Noise and statistical analysis

Tyler Cowen quotes a story in the Atlantic about a study that finds that genetic variation can explain 11 percent of the variation in educational attainment.

consider that household income explains just 7 percent of the variation in educational attainment, which is less than what genes can now account for.

In any statistical study of this sort, I think it helps to think about the sources and impacts of mis-measurement of key variables.

For example, if you measure “educational attainment” as years of schooling, you are ignoring differences in quality. You also have to deal with artificial factors that push people toward specific numbers. If you count graduating high school counts as 12, then a lot people who are actually below that will have been carried along to that point, and some people who continue to teach themselves in a non-school setting will be stuck on that point.

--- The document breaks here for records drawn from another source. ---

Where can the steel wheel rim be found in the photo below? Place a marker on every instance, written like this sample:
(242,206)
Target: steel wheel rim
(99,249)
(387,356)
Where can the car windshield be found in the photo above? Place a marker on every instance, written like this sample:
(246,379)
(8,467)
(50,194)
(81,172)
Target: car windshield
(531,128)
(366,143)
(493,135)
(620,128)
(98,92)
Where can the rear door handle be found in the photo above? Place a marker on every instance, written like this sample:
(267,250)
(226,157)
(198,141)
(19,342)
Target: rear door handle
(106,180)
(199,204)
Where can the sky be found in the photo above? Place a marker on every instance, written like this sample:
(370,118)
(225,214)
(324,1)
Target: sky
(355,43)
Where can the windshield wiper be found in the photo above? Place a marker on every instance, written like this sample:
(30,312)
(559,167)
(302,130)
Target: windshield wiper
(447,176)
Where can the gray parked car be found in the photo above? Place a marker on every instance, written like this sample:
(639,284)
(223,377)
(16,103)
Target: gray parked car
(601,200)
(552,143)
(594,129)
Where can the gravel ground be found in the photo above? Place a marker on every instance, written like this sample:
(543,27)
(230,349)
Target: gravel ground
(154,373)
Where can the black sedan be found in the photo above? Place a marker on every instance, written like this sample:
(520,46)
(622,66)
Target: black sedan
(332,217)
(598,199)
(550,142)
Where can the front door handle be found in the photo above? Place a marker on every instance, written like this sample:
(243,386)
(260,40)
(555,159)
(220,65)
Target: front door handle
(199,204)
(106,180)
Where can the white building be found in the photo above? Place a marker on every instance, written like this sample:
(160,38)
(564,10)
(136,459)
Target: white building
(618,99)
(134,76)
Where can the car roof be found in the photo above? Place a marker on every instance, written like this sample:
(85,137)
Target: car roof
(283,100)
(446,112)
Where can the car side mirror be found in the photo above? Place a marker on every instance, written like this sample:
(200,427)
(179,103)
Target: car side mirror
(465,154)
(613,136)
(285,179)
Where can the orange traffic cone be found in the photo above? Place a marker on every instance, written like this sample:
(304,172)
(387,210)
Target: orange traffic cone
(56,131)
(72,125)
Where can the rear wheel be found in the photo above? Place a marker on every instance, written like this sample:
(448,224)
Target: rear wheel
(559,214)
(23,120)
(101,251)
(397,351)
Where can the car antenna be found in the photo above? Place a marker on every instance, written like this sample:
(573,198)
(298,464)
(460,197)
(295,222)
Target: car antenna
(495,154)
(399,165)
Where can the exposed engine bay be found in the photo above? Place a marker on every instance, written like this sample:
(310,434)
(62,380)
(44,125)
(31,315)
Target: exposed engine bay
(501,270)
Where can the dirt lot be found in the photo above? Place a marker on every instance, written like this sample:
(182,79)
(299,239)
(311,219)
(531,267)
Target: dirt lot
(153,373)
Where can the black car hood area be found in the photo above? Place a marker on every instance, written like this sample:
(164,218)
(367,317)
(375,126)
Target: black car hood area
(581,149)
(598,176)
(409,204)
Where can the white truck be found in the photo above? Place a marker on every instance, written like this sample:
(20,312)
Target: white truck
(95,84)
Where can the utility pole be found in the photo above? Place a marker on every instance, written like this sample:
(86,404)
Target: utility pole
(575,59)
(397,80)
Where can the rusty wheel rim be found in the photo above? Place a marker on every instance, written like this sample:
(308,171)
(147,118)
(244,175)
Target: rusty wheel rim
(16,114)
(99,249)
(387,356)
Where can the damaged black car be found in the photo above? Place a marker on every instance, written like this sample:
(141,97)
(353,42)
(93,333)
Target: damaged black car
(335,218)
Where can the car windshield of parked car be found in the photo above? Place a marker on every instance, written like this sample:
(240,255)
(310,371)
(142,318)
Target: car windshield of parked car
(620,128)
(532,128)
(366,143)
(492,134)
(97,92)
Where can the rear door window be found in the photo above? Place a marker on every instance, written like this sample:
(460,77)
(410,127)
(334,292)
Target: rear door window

Also, household income is a noisy measure of overall economic status. Maybe this year the household earned much less than usual, or much more.

Measurement error in either the independent variable, the dependent variable, or both, will drive down the percentage of variation that is “explained” by the independent variable.

Also, genetic characteristics and household income may be correlated. If the former is measured more precisely than the latter, then the former will appear to matter more.

6 thoughts on “Noise and statistical analysis

  1. It would be nice to see people compete in all sorts of tournaments in order to prove what they are capable of. Without prizes, it’s hard to tell. We know the ranking of competitive chess players, and marathoners, and how much the Kardashians seem to make, but not much about how “smart” someone is after graduating with a B.A, or how “smart” they are leaving high school.

    I wrote a long discursive post on this, sometime in the couple years, perhaps a half-baked post. For example, to actually see how much students learn in four years of college, they should take demanding exams with large prizes when they enter and then when they graduate. Otherwise all we know is that they attended for four years. If people could make, say, $5,000.00 taking a test that day, people might compete.

    Some fields are different–passing CPA exam or bar exam. But not enough.

    I think I got the original idea from reading _The Bell Curve_ in which Herrnstein / Murray said it would be good to administer seriously competitive exams with large prizes on a national basis, for high school seniors–with immediate, few-or-no-strings, cash prizes, independent of need, unconditional of what you do (go to college, for example). We do it, but not enough. They thought the extra money to fund such an exercise would be useful.

    = – = – = – =

    Herrnstein Murray suggested a national test, with federal funding. A private foundation with deep pockets might manage it. What are all these new plutocrats spending their money on? Thiel academy shows the way, in part…

    • Interestingly, people taking the CPA or bar exam after graduating usually take time off to study and/or take a specialized course geared to passing the exam. If one were naive, one might suppose their years of school have already prepared them.

      • The CPA and bar courses taken in preparation of those exams are normally referred to as “review” courses, to enable someone to recall things from a course years earlier. Having taken the CPA exam I can say without the knowledge gained from accounting courses taken in college, chances of passing the CPA exam would have been slim. I have also taken a couple of bar exams. Still review courses, and often focused on individual state law differences, but law school does a much poorer job of preparing one for those tests.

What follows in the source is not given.